View of Arromanches with the remnants of the only successful Mulberry Harbor in the distance.
 
 
 

Arromanches seen from the headlands above the chalk falaises behind the beaches.
 

Spare caissons to be used for repairing the Mulberry Harbor if needed.



A closer view of the Caissons on Gold Beach.




Bradley tank on static display above Gold Beach.
 
 
A FINAL THOUGHT ...
 

As a final comment about Gold Beach ... there is a fine terrace outside the museum the Gold beach landing where I was waiting for the rest of my group to exit the building following the second movie in the museum theatre.  Before they came out, a group of  French students ages 10 - 12 who were visiting the interactive museum came out onto the terrace.  After  they had all gathered there, they spontaneously broke into "La Marsaillaise" the French National Anthem.  They sang the song through to the end with a seriousness that was truly impressive.  Not only is the French Anthem every bit as challenging to sing as the Star Spangled Banner, but it has lyrics that are actually difficult to pronounce for youngsters.  They stood at attention while they sang, and it was clear that their song revealed pride in their nation and appreciation for the sacrifices of their liberators.  It was a good end to a moving visit.

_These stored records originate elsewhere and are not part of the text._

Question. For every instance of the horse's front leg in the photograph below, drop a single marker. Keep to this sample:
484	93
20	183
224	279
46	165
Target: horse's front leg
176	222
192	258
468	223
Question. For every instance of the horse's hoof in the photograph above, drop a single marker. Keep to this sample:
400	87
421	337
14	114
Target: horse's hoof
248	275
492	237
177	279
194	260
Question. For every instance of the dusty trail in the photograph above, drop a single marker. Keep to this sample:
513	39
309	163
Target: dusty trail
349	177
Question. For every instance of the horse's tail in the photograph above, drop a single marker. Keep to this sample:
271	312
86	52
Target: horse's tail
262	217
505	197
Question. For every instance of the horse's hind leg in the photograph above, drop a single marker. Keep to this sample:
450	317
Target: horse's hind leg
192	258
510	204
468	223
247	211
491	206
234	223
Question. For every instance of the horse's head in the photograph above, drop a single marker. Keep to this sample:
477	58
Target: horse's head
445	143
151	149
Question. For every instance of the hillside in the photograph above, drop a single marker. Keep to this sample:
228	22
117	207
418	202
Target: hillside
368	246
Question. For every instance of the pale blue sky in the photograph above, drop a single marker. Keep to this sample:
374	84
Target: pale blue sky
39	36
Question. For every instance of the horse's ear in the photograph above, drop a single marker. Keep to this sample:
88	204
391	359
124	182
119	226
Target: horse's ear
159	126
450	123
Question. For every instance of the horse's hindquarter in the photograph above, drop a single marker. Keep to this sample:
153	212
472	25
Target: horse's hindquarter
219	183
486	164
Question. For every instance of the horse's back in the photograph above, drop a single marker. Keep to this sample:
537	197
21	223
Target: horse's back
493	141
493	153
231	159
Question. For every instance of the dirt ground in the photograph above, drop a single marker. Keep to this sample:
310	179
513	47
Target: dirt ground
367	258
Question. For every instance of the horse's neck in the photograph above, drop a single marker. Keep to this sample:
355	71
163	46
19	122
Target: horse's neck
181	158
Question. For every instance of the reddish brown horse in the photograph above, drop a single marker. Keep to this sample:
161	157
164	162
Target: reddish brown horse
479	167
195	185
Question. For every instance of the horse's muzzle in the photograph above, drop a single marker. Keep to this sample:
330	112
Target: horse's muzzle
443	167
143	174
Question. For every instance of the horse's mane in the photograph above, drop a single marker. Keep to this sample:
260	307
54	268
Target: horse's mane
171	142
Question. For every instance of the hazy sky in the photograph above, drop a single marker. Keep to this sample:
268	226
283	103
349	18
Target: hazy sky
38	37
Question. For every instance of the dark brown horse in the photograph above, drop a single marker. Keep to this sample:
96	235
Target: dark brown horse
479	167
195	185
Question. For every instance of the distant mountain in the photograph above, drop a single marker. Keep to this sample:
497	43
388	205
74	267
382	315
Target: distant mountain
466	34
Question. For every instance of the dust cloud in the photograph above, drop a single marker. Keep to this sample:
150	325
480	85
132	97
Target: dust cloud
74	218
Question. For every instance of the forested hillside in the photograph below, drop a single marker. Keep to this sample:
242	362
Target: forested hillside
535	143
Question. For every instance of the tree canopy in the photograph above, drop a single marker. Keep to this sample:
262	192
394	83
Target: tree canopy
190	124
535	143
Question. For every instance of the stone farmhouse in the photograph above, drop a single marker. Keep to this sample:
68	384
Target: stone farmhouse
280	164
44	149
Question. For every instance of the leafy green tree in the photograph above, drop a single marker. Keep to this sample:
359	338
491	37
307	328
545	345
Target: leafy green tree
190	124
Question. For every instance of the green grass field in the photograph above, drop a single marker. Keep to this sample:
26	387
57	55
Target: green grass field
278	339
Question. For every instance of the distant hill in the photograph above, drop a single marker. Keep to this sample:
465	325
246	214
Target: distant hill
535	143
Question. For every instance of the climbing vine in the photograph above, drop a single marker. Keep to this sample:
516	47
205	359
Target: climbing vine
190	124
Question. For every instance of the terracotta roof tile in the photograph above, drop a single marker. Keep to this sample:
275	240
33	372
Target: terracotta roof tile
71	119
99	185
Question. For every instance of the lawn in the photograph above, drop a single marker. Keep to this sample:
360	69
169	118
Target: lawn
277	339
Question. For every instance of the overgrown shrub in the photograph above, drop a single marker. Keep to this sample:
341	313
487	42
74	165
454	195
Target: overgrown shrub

After our visit to Gold Beach, we travel to ETRETAT
 
Historically, Etretat, seaside city in Haut Normandie, has been a favored resort location for Parisians due to its proximity to the City of Lights, (only a two hour drive away), due to its exceptional beauty and due to its beach made up of smooth stones, its chalk cliffs, and the beautiful views from the top.  With its many hiking paths and the relative ease of the climb, tourists can wind their way to the top of the white "falaises" and take in the amazing views without feeling that they need a Sherpa guide. 

To reach Etretat, we must cross the estuary of La Seine via the "Pont de Normandie" an enormous modern bridge that takes us from the department of Basse (or lower) Normandie to its northern neighbor, Haute (or upper) Normandie, on the other side of the Seine River.  While both parts are part of the traditional Normandy, they have been separate administrative districts for many years. 
 
 
The Pont de Normandie
 
 

Etretat:
Careful examination of this photo reveals the outlines of hikers who have reached the top of the cliffs at Etretat. 


 
The beautiful and immaculate stone beach at Etretat.  There is an excellent board walk behind me.  Far from being like the Jersey shore, there are restaurants,  ice cream sellers, and fine hotels along the famous walkway. 
 
 
 
 
A view of the arch from the top.  But, we are not yet all the way at the top of the cliffs.
 

 
Calm seas with gentle breezes on the day of our visit to Etretat encouraged sailors to go for the "Blue Water", what the French call taking to "le grand large".   

 
A view of the beach on the way up to the top with the chapel on the top of the cliffs at the other end of the beach.
 
 
 
 
Whew! We have reached the top of the climb. Two much younger students who accompanied us to the top. 
 

The ramparts of the city of Etretat.